In part two of this week's leisure industry blog series, we look at current trends in the global recreation and tourism sector.
Recreation and tourism have become a fundamental fraction of economies worldwide. The outdoor industry has become a massive economic force, and it is happening in countries all around the world. According to a 2014 study, in the United States alone, an estimated of 29.7 billion dollars in economic activity and nearly 277,000 jobs came from the pockets of visitors at the national parks. Secretary of the Interior, Sally Jewell, stated in an article released in 2015 that "our national parks often serve as economic engines for local communities, drawing tourists from around the world who pump money into area stores, restaurants, hotels and more". Jewell also emphasized the importance of investing in the national parks across the country, stating that it not only preserves and supports communities, but it also promotes economic growth.

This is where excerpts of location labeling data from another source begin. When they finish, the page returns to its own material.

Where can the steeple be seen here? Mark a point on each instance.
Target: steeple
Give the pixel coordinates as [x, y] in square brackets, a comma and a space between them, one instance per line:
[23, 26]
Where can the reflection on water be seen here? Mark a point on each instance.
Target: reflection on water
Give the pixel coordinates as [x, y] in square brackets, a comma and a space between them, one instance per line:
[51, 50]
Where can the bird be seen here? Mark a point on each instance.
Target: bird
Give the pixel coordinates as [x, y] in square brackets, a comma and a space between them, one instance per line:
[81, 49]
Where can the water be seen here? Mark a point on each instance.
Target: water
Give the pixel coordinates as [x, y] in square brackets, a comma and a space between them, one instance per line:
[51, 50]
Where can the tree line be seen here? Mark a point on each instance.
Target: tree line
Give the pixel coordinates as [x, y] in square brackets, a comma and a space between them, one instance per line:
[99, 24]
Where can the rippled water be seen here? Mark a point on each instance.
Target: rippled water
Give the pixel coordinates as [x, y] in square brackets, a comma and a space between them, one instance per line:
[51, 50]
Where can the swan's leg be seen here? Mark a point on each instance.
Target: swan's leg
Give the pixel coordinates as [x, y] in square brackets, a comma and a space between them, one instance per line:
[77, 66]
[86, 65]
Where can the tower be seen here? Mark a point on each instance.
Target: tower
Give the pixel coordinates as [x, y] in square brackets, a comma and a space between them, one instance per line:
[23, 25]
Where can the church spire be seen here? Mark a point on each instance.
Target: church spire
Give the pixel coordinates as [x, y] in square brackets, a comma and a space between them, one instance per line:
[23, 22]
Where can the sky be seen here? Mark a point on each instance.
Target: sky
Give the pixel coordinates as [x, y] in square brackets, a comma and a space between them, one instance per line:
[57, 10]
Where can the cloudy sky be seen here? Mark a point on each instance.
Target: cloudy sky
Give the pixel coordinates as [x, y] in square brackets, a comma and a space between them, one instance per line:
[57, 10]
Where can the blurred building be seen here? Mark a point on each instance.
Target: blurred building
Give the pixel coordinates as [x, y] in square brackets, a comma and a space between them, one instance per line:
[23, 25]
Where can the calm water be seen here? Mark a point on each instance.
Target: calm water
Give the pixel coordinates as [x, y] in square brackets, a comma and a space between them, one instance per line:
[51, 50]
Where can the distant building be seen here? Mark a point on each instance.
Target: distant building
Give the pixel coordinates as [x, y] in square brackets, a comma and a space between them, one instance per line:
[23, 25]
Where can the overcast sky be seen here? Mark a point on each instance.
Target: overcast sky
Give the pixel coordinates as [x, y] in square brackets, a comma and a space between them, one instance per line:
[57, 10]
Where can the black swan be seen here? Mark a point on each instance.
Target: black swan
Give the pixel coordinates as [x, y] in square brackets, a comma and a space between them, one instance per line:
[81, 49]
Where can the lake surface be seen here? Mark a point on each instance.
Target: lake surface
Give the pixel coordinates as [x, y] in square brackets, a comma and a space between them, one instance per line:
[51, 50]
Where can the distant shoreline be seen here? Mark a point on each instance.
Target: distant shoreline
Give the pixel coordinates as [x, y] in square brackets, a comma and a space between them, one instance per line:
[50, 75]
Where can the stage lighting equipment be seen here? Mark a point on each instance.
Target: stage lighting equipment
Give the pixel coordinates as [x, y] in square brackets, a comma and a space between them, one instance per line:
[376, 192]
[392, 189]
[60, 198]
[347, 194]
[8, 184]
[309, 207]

A study by Business Insider listed the top 20 cities for international visitors. Ranked with the largest number of annual visitors, Bangkok, Thailand welcomes more than 21 million international visitors. Tourism is a major pillar of Thailand’s economy and has boomed despite a decade of political unrest and bad press over its dangerous roads and lack of safety regulations. It is no coincidence that the portion of GDP relating to recreation and tourism relates to the number of visitors each city greets in a year.

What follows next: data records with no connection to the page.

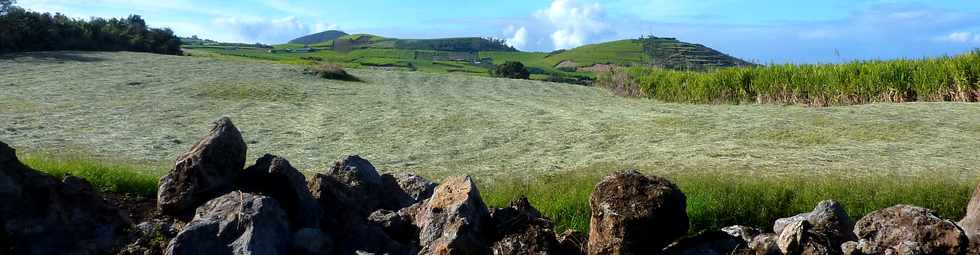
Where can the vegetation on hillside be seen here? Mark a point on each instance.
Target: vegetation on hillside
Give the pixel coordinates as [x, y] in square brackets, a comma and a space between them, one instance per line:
[22, 30]
[512, 70]
[668, 53]
[936, 79]
[331, 71]
[320, 37]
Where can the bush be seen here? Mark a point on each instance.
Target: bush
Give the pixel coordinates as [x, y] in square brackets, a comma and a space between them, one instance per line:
[513, 70]
[332, 72]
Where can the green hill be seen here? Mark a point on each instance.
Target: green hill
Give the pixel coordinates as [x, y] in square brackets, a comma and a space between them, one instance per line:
[647, 51]
[318, 37]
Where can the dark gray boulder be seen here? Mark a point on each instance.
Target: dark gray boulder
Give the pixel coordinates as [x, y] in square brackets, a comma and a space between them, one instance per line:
[520, 229]
[236, 223]
[707, 243]
[403, 190]
[635, 214]
[207, 171]
[40, 214]
[905, 229]
[275, 177]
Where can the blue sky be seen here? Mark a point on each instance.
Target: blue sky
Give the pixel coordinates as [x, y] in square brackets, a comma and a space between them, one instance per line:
[765, 31]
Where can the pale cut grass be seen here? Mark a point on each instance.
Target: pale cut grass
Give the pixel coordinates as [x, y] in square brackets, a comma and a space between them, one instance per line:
[150, 108]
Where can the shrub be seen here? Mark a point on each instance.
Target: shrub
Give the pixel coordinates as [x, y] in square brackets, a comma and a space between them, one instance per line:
[331, 71]
[513, 70]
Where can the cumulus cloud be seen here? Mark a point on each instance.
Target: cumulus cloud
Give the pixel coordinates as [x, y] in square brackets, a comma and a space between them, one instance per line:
[960, 37]
[518, 38]
[575, 24]
[236, 29]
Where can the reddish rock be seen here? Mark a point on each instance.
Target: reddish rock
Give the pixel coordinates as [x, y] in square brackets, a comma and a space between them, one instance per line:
[453, 220]
[634, 214]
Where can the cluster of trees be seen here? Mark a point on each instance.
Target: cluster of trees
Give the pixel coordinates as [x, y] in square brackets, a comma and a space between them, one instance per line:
[23, 30]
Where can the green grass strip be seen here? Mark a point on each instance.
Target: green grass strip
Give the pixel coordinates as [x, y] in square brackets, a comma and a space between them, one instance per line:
[715, 201]
[106, 176]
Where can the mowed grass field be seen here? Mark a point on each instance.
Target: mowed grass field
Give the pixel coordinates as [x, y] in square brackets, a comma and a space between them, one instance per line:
[738, 163]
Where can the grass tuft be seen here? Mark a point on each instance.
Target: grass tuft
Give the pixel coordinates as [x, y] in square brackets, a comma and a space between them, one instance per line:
[106, 176]
[718, 200]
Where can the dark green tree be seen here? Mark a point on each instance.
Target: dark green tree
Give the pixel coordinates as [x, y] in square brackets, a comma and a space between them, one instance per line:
[22, 30]
[5, 5]
[513, 70]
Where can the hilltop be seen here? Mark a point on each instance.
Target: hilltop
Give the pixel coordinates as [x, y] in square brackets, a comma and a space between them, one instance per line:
[320, 37]
[668, 53]
[477, 56]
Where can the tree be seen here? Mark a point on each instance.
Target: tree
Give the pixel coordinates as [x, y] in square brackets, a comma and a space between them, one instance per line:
[5, 5]
[513, 70]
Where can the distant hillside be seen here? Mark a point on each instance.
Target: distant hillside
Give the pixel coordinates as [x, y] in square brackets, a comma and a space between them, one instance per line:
[318, 37]
[650, 51]
[346, 42]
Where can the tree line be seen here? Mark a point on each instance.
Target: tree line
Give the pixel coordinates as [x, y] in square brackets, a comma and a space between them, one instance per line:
[23, 30]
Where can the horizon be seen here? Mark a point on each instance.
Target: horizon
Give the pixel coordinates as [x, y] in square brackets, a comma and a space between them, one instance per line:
[757, 31]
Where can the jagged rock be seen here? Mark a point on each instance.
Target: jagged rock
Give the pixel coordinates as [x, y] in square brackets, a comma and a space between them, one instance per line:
[151, 237]
[520, 229]
[742, 232]
[765, 244]
[830, 222]
[348, 193]
[971, 222]
[208, 170]
[275, 177]
[400, 191]
[827, 228]
[236, 223]
[707, 243]
[350, 188]
[793, 237]
[452, 221]
[781, 223]
[633, 214]
[397, 225]
[311, 241]
[40, 214]
[905, 229]
[361, 236]
[573, 242]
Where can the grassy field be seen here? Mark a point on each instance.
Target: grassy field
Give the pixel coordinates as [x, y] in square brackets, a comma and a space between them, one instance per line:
[737, 163]
[936, 79]
[714, 200]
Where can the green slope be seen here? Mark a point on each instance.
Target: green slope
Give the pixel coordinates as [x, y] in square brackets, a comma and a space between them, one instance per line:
[652, 51]
[318, 37]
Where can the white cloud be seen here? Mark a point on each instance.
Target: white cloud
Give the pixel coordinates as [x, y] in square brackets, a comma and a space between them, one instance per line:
[263, 30]
[249, 29]
[519, 38]
[575, 24]
[960, 37]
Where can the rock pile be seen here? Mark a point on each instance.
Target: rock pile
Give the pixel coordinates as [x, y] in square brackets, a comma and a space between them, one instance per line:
[224, 207]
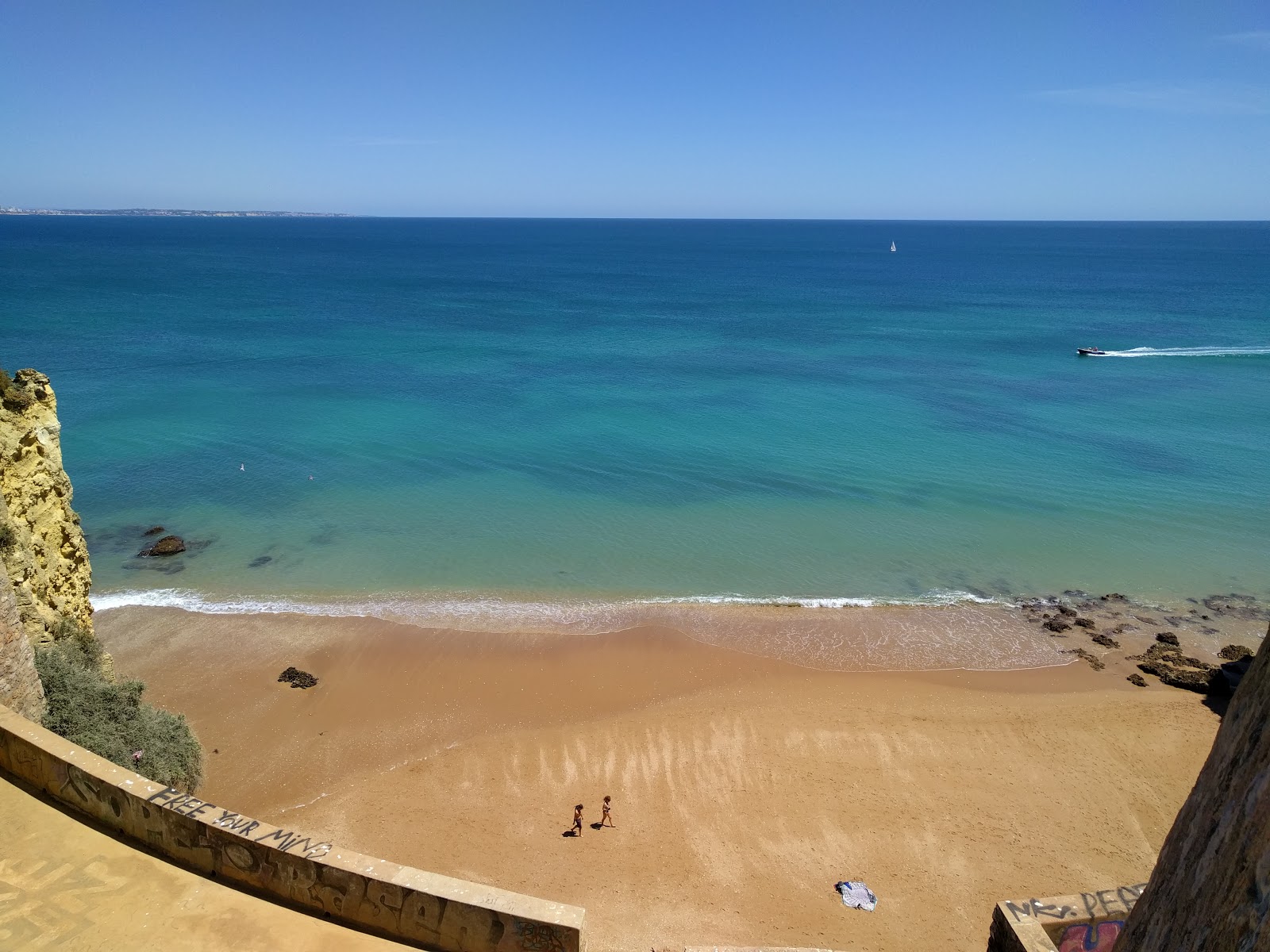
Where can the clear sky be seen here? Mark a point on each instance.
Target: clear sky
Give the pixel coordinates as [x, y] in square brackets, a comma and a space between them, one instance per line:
[702, 108]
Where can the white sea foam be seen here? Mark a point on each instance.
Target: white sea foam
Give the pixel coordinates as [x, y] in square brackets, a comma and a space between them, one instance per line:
[1191, 352]
[956, 630]
[418, 608]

Data from the World Travel & Tourism Council (WTTC) in 2014 included the top 20 countries that rely most heavily on recreation and tourism. Macau, a Chinese special administrative region, claimed the number one position in terms of places that rely most heavily on overseas visitors. With the annual revenue from visitors reaching more than $26.2 billion dollars, tourism counts for 6 points shy of 50% of its overall GDP.
The recreation industry continues to impact economies on a large scale, and it is clear to relate the amount of tourism a country gets, to the portion of GDP that it generates its revenue from the visitors.